LLM_API_KEY=sk-... uv run python examples/chat-with-multimodal/main.py --traces

LLM_MODEL must point at a vision-capable model. The default (gpt-4o-mini) qualifies. For a different image, set IMAGE_URL to any publicly-reachable image URL.

The conversation streams to stdout as each turn completes (a small visual delay between turns lets the human reader follow along). The --traces flag opts in to the OTel observer with a console exporter; without it the chat runs without any observer attached. The observer-hooks example owns that story end-to-end; this example's headline is the chat shape, not the observability wiring.

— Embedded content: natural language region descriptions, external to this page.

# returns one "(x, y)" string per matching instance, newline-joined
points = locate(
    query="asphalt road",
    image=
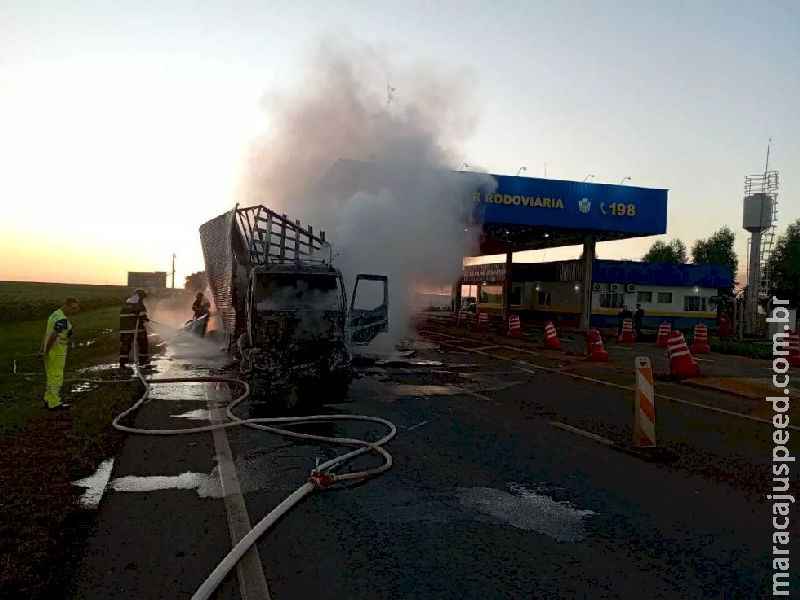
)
(489, 497)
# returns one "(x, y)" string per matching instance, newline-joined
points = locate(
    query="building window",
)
(543, 298)
(491, 294)
(664, 297)
(694, 303)
(612, 300)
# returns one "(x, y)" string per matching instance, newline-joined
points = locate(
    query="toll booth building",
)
(681, 294)
(529, 213)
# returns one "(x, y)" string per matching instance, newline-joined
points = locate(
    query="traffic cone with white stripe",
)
(551, 337)
(663, 333)
(595, 350)
(700, 341)
(483, 322)
(794, 349)
(514, 327)
(681, 363)
(644, 409)
(627, 334)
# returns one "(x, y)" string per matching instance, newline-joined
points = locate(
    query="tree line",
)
(717, 249)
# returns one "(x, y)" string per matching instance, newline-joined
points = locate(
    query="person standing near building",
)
(54, 352)
(132, 317)
(638, 319)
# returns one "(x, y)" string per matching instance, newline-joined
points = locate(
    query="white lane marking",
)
(616, 385)
(584, 433)
(413, 427)
(477, 395)
(250, 571)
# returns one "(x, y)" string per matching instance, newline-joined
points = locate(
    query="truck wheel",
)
(291, 399)
(337, 388)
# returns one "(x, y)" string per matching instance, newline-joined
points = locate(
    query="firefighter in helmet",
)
(132, 317)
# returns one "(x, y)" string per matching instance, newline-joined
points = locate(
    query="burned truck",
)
(283, 308)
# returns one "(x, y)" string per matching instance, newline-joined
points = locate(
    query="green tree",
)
(717, 250)
(196, 282)
(784, 265)
(674, 252)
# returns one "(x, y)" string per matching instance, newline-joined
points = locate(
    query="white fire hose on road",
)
(320, 477)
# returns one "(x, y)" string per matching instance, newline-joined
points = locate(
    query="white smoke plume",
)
(411, 224)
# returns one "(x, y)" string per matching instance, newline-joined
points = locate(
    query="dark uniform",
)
(200, 307)
(132, 318)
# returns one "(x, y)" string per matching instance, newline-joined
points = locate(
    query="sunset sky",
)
(125, 125)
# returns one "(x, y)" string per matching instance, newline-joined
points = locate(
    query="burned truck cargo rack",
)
(274, 238)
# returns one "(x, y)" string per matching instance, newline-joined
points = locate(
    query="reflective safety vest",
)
(59, 323)
(132, 316)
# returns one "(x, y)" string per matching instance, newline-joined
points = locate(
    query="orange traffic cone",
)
(551, 337)
(700, 341)
(794, 349)
(594, 346)
(663, 334)
(514, 327)
(725, 326)
(681, 363)
(627, 334)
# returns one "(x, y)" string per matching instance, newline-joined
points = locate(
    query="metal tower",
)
(759, 218)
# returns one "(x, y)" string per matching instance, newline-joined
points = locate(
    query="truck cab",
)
(284, 306)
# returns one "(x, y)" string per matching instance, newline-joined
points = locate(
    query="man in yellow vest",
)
(54, 352)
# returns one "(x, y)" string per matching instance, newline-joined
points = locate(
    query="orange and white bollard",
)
(627, 334)
(681, 363)
(514, 327)
(644, 410)
(595, 351)
(794, 349)
(664, 330)
(483, 322)
(551, 337)
(700, 341)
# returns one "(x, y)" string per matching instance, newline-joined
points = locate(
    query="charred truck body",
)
(283, 306)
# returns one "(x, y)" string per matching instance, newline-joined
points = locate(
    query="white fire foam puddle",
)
(95, 485)
(207, 485)
(194, 415)
(528, 510)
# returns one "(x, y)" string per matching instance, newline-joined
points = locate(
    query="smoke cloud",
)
(410, 220)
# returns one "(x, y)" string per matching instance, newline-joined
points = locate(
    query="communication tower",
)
(760, 214)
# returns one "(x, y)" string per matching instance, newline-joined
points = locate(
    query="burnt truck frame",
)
(283, 306)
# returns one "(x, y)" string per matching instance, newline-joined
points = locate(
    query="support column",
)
(587, 260)
(507, 287)
(456, 295)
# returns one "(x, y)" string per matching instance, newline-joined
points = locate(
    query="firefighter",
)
(132, 318)
(201, 307)
(54, 352)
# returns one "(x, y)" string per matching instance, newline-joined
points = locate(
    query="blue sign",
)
(572, 205)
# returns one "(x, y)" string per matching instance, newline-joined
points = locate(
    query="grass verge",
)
(42, 528)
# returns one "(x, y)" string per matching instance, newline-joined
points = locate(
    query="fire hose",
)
(321, 477)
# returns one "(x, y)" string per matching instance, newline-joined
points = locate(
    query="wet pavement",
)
(486, 499)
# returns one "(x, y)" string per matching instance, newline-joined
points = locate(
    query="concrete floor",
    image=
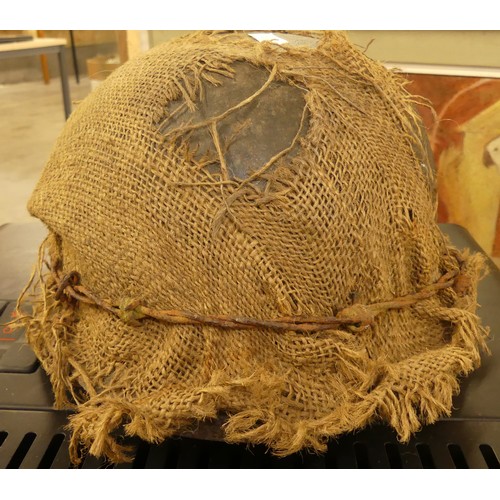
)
(32, 116)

The demo is illustrative only: it runs four pre-scripted user turns sequentially in one process. A real chat-server runtime would manage one invocation per turn with the chat history persisted across sessions (e.g., via a checkpointer keyed on session_id); that's the checkpointing-and-migration example's territory, combined with this one's chat shape.

The graph

flowchart TD
  start([start])
  respond[respond]
  stop([end])

  start --> respond
  respond -->|more user turns scripted| respond
  respond -->|user turns exhausted| stop

route_after_respond returns "respond" while state.next_turn_index < len(state.user_turns) and END otherwise. Each loop iteration renders the current chat template, calls the LLM, and updates state.

Reading the output

=== openarmature chat-with-multimodal demo ===
Image URL: https://images-assets.nasa.gov/image/as16-113-18334/...
Scripted turns: 4

--- Turn 0 ---
USER:      What was the primary objective of Apollo 11?
ASSISTANT: The primary objective of Apollo 11 was to perform a
manned lunar landing and safely return the crew to Earth ...

--- Turn 1 ---
USER:      And what year did it launch?
ASSISTANT: Apollo 11 launched on July 16, 1969.

--- Turn 2 [+image] ---
USER:      I have a photograph of the Lunar Module. What's
distinctive about its design?
ASSISTANT: The Apollo Lunar Module had a distinctive two-stage,
spider-like configuration ...

--- Turn 3 ---
USER:      Given what you described about the LM, was that design
reused on later Apollo missions?
ASSISTANT: Yes, the same basic LM design was used on Apollo 12
through 17 ...

=== history length: 8 messages (4 user/assistant turns) ===
  • Turn 1 builds on turn 0 without you having to re-mention Apollo 11. The history placeholder injected the prior [user_0, assistant_0] pair, so the model sees the question "what year did it launch" in context.
  • Turn 2 is the multimodal one ([+image] tag in the trace). The user ContentSegment for this turn carries [TextBlockTemplate(text=...), ImageURLBlockTemplate(url=...)] instead of a plain string; the model receives both blocks in one user message and answers about the image.
  • Turn 3 references "the LM you described" from turn 2. The history at this point contains all six prior messages (system is not in history; it comes from the template every render). The model carries the multimodal context forward without you having to re-attach the image.
  • History length 8 = 4 (user, assistant) pairs. No system message in history; the template adds it on every render.